Ho sempre pensato che le app realizzate per chi va in bici siano una gran bella cosa. Le possibilità di esplorare e conoscere nuovi posti e/o nuovi percorsi, anche dietro casa, sembrano praticamente infinite e a portata di mano. 
Con milioni di itinerari nel mondo è sufficiente avere un minimo di dimestichezza con lo smartphone per scaricare (o caricare) una traccia GPS senza essere degli esperti. 

Solo che in questa meravigliosa semplicità e immediatezza si possono nascondere anche dei problemi. 

Sfruttando la funzione “Esplora” di Komoot, di cui vi abbiamo raccontato le potenzialità in questo articolo, ho deciso la scorsa settimana di andare alla ricerca di qualche nuovo sentiero vicino a casa. 
Qualcosa da sfruttare quando i miei percorsi preferiti per i test delle bici si inzuppano di acqua come in questo periodo dell’anno. 
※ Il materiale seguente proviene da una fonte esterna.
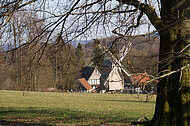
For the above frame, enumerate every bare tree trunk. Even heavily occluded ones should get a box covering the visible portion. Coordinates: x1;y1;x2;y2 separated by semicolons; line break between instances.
151;0;190;126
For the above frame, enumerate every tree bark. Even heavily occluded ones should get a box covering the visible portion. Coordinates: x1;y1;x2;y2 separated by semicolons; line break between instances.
117;0;190;126
150;0;190;126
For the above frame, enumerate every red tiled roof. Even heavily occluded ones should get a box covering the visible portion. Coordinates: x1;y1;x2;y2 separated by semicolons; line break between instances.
78;78;92;90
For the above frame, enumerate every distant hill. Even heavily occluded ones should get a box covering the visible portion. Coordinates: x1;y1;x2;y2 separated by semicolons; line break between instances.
84;35;160;75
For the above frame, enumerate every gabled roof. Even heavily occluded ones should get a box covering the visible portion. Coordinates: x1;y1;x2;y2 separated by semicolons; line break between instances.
78;78;92;90
80;67;95;80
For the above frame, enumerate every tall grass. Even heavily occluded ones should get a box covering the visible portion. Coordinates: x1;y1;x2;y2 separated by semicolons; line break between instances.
0;91;155;125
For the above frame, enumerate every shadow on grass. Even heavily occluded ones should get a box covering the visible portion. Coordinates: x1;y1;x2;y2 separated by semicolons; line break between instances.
103;100;156;104
0;120;55;126
0;107;136;126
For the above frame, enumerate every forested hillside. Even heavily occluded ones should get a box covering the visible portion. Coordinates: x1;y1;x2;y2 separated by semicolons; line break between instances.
0;36;159;91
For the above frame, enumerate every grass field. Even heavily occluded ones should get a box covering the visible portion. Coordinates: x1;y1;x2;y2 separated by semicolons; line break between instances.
0;90;155;126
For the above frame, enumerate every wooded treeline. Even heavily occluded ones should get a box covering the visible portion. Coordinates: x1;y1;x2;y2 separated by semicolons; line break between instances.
0;36;84;91
0;35;159;92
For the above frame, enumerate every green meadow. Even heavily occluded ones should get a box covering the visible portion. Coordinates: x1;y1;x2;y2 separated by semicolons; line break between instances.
0;90;156;126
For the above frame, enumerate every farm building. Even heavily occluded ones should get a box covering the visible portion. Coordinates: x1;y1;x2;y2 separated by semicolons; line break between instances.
100;57;124;91
80;67;101;89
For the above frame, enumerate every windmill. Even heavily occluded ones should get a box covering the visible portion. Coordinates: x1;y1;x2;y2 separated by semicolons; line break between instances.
99;41;133;90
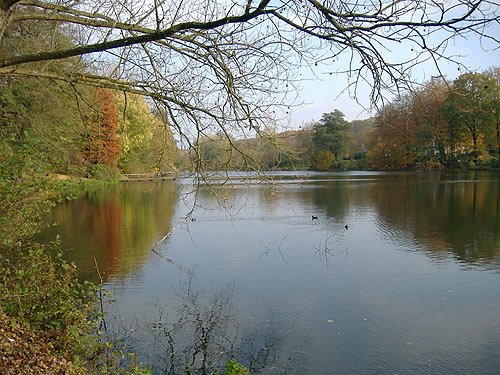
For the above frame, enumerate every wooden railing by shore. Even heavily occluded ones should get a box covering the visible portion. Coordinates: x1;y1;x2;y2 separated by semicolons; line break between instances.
120;172;177;182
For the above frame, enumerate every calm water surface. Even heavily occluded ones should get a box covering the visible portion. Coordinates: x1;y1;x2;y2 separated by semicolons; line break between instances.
40;172;500;374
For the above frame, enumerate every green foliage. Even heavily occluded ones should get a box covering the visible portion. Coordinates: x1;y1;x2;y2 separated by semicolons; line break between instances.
0;243;95;356
367;70;500;170
221;359;250;375
313;109;349;159
116;94;178;173
88;163;118;181
314;150;335;171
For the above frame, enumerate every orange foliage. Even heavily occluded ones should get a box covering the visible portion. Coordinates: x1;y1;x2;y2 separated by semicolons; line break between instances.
85;88;120;168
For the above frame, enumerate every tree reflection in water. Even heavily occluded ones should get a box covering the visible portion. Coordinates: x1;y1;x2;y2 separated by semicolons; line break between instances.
106;271;298;375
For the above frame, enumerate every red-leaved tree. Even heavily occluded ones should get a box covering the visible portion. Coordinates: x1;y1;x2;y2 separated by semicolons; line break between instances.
84;88;120;169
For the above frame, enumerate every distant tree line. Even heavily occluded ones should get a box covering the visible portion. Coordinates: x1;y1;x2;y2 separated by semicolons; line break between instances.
193;68;500;171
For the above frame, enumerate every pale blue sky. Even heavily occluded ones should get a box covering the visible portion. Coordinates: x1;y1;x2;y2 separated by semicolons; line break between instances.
287;25;500;128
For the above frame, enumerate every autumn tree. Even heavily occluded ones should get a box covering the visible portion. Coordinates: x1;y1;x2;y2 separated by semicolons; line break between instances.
368;94;417;169
84;88;120;170
0;0;498;173
313;109;349;159
447;73;498;162
116;93;178;173
411;78;460;168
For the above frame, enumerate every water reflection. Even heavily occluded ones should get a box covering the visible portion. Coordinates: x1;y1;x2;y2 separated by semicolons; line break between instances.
41;182;179;281
106;271;296;375
304;172;500;267
40;173;500;375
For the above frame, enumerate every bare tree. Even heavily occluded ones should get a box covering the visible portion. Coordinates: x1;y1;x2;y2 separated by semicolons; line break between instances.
0;0;500;170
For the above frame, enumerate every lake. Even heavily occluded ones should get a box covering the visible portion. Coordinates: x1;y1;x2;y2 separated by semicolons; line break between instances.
43;172;500;374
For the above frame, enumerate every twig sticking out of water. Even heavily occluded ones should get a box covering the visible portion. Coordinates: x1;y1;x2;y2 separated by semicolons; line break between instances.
94;257;108;333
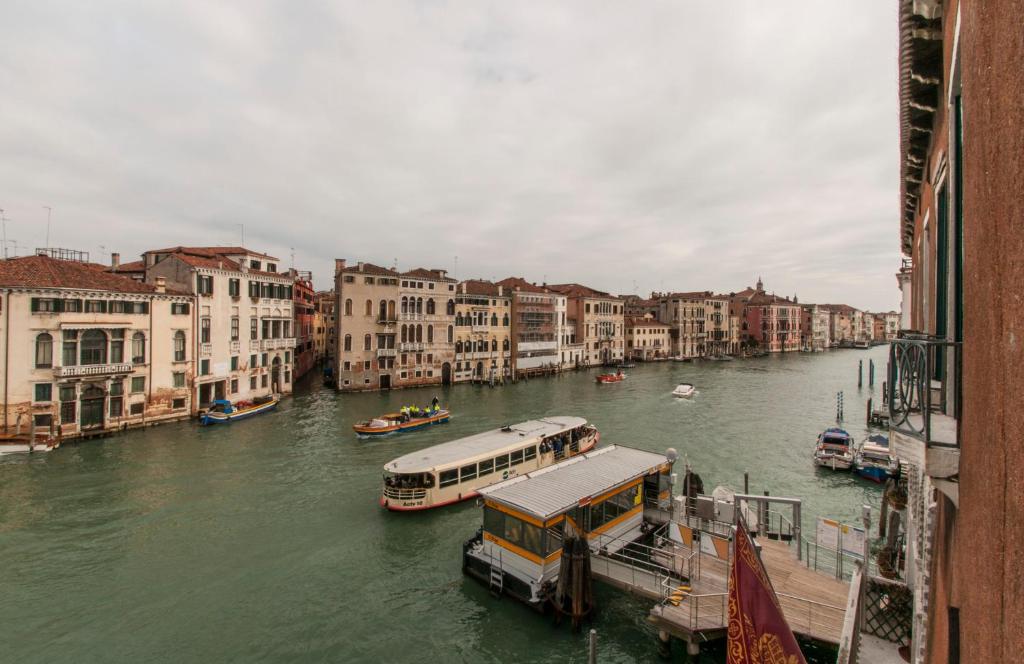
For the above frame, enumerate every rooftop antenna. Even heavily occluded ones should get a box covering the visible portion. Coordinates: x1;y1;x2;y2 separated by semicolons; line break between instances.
43;205;53;249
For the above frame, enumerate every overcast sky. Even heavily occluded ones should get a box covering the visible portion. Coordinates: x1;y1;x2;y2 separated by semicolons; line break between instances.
0;0;899;309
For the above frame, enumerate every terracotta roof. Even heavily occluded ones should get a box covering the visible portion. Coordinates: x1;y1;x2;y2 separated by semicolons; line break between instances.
341;263;399;277
0;256;178;294
459;279;509;297
498;277;551;293
401;267;456;282
548;284;620;299
143;247;281;260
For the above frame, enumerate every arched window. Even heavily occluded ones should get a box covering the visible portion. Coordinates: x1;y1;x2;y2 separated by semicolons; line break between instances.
131;332;145;364
174;330;185;362
36;332;53;369
81;330;106;365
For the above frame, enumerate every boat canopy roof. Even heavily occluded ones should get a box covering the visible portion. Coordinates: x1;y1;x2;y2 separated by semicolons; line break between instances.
478;445;668;520
384;416;587;473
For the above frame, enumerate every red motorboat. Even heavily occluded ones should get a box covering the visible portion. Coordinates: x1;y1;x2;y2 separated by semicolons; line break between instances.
597;371;626;383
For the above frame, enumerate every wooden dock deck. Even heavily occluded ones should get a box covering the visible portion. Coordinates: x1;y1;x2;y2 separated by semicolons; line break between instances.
648;539;850;645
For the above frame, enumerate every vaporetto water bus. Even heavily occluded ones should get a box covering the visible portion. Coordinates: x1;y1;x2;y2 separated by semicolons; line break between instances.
462;445;677;611
381;416;600;511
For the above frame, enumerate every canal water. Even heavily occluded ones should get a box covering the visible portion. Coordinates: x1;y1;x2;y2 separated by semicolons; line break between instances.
0;347;886;663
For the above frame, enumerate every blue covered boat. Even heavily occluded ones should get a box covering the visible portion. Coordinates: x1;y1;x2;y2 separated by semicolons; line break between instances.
199;397;281;424
853;433;899;484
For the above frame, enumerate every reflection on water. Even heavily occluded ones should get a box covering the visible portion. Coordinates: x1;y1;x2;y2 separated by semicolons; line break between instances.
0;348;885;662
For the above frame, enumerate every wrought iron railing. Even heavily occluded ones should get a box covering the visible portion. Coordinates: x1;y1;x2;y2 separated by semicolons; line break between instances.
888;332;963;445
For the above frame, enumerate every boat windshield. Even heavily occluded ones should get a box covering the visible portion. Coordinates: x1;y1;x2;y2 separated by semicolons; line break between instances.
384;472;434;489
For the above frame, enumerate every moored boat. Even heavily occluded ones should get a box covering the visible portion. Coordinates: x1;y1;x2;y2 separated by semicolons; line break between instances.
199;397;281;424
853;433;899;484
814;426;853;470
381;416;600;511
597;370;626;383
352;408;452;437
672;383;696;398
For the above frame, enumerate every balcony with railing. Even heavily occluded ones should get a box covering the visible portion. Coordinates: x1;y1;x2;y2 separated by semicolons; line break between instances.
887;332;963;479
53;362;132;378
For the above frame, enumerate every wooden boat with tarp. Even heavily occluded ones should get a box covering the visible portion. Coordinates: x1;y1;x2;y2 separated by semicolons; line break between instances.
381;416;600;511
199;396;281;424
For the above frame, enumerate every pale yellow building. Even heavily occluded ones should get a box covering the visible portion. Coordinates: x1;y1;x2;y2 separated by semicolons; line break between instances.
626;314;672;362
0;250;196;438
455;280;515;383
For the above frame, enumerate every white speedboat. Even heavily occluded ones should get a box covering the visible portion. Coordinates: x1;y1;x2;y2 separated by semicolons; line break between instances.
672;383;696;398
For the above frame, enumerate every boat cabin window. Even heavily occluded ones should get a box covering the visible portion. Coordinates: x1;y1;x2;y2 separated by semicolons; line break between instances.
384;472;434;489
590;484;640;532
483;507;544;555
437;468;459;489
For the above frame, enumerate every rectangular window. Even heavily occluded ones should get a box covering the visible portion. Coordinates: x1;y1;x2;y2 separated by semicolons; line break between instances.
35;383;53;402
437;468;459;489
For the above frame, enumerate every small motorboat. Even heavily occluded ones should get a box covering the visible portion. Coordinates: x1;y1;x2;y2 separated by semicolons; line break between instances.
352;406;452;437
672;383;696;399
853;433;899;484
814;426;853;470
199;396;281;424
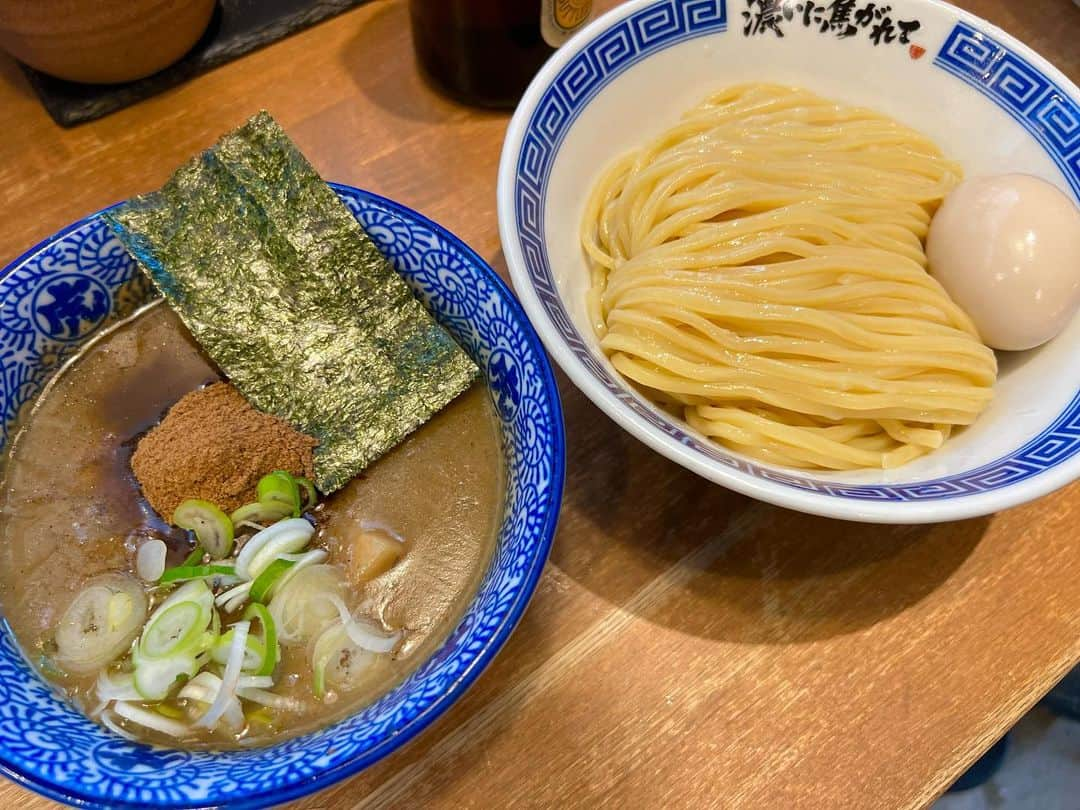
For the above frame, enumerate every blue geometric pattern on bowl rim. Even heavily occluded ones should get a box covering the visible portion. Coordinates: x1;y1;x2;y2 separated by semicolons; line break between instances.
0;184;565;807
513;0;1080;501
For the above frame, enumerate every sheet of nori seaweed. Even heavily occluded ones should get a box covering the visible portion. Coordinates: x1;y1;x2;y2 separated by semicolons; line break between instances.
106;112;478;492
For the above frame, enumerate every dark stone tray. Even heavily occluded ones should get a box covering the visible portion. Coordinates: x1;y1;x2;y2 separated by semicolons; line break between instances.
23;0;367;126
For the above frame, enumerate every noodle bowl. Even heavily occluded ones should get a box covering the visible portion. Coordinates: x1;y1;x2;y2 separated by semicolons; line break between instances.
582;84;997;470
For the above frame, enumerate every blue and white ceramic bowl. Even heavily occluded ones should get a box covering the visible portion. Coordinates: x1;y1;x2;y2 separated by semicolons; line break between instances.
0;186;564;808
498;0;1080;523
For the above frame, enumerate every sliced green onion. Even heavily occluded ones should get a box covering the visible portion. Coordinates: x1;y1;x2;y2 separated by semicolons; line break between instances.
153;703;184;720
135;538;168;582
138;580;214;659
178;543;206;567
211;630;267;672
132;647;200;701
173;499;232;559
161;565;237;585
264;549;329;604
251;557;296;604
229;501;293;526
256;470;300;517
195;621;251;728
178;672;244;730
295;476;319;512
56;573;147;675
244;602;281;675
237;517;315;579
269;564;346;647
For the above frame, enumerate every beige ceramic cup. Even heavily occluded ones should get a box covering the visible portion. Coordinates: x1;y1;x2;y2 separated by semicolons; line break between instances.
0;0;216;83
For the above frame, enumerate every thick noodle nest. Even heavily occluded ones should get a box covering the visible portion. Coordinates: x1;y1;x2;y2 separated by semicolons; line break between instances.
582;84;997;470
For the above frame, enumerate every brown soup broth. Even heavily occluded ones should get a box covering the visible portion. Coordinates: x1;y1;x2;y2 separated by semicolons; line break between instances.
0;305;504;747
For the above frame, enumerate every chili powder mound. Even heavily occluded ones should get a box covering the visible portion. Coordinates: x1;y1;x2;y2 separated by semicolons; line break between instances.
132;382;318;521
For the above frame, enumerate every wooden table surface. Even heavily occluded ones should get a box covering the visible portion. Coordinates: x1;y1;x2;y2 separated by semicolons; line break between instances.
0;0;1080;810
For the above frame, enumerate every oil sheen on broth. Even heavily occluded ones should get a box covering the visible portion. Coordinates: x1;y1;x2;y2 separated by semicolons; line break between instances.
0;306;503;747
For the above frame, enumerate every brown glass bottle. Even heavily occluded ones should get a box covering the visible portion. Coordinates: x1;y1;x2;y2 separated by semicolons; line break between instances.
409;0;592;108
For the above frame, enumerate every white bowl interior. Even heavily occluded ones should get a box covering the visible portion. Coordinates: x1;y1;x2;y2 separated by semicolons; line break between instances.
543;3;1080;485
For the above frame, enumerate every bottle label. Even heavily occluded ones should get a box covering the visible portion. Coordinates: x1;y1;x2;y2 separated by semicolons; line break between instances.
540;0;593;48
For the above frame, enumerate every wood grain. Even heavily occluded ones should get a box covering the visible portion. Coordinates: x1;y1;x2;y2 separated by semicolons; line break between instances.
0;0;1080;810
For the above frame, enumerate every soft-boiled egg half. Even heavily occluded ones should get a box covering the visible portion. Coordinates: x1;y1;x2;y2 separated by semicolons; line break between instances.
927;174;1080;350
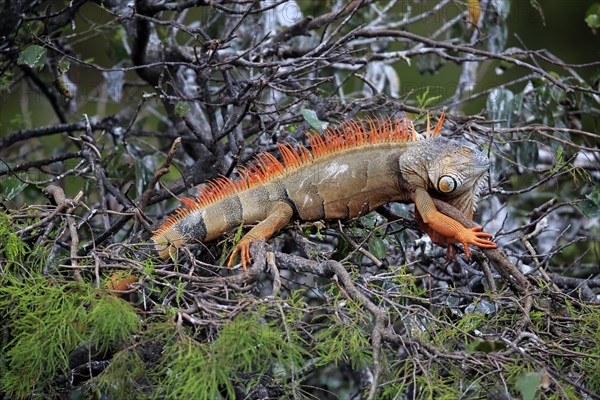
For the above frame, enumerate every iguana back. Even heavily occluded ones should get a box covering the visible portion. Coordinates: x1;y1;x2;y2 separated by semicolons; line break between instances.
152;115;496;268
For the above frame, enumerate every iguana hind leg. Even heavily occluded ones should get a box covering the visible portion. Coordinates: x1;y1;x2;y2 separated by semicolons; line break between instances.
412;189;497;258
227;202;294;271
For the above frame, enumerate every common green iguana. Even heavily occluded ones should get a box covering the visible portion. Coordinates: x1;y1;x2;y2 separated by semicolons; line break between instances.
152;115;496;269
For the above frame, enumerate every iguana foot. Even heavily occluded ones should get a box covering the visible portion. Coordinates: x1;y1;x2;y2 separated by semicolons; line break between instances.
227;239;253;271
457;226;498;258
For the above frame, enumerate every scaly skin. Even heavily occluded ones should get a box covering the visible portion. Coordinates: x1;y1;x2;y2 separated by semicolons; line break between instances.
152;115;496;269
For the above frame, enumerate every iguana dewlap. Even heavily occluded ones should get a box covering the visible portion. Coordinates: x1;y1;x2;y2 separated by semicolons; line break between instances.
152;115;496;269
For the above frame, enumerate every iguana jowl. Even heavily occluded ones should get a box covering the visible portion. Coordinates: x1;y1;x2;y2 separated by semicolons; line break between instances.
152;115;496;269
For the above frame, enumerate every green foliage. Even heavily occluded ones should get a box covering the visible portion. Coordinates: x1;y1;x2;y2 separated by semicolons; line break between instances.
515;372;543;400
91;349;149;399
0;275;139;399
17;44;48;70
159;311;307;399
86;296;141;351
312;298;371;370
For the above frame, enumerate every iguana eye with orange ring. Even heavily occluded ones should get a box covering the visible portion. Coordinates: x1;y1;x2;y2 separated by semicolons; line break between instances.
437;175;458;194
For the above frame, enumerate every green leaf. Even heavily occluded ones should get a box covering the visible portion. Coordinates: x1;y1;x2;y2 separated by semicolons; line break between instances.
585;3;600;29
577;187;600;219
585;14;600;29
515;372;542;400
175;101;192;118
302;108;329;132
17;44;48;70
58;59;71;74
369;236;387;258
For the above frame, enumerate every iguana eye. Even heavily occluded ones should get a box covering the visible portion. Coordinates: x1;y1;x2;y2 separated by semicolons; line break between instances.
438;175;458;194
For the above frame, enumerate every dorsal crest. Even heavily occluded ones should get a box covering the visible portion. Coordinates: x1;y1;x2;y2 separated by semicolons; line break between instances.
155;113;444;235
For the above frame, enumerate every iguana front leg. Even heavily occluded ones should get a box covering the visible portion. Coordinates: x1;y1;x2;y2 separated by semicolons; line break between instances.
227;202;294;271
411;188;497;258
Ho trovato un itinerario a margherita attorno ad un borgo a una decina di chilometri da casa che decido di raggiungere in auto. 

Prevedo infatti che il percorso metterà alla prova la batteria da 540 Wh della Lapierre e-Zesty AM 9.4 che sto testando e di cui vi parlerò prossimamente e decido di risparmiarle il trasferimento.
Senza contare che non conoscendo il tracciato mi aspetto di incappare in qualche svolta sbagliata.
Inoltre, non fidandomi troppo delle descrizioni su caratteristiche e difficoltà (non sempre oggettive) non sono in grado di prevedere con buona approssimazione il consumo di batteria. 

In questo senso scegliere un percorso che gravita sempre attorno allo stesso borgo mi serve proprio ad avere la garanzia di non ritrovarmi a corto di energie o batterie in zone troppo isolate.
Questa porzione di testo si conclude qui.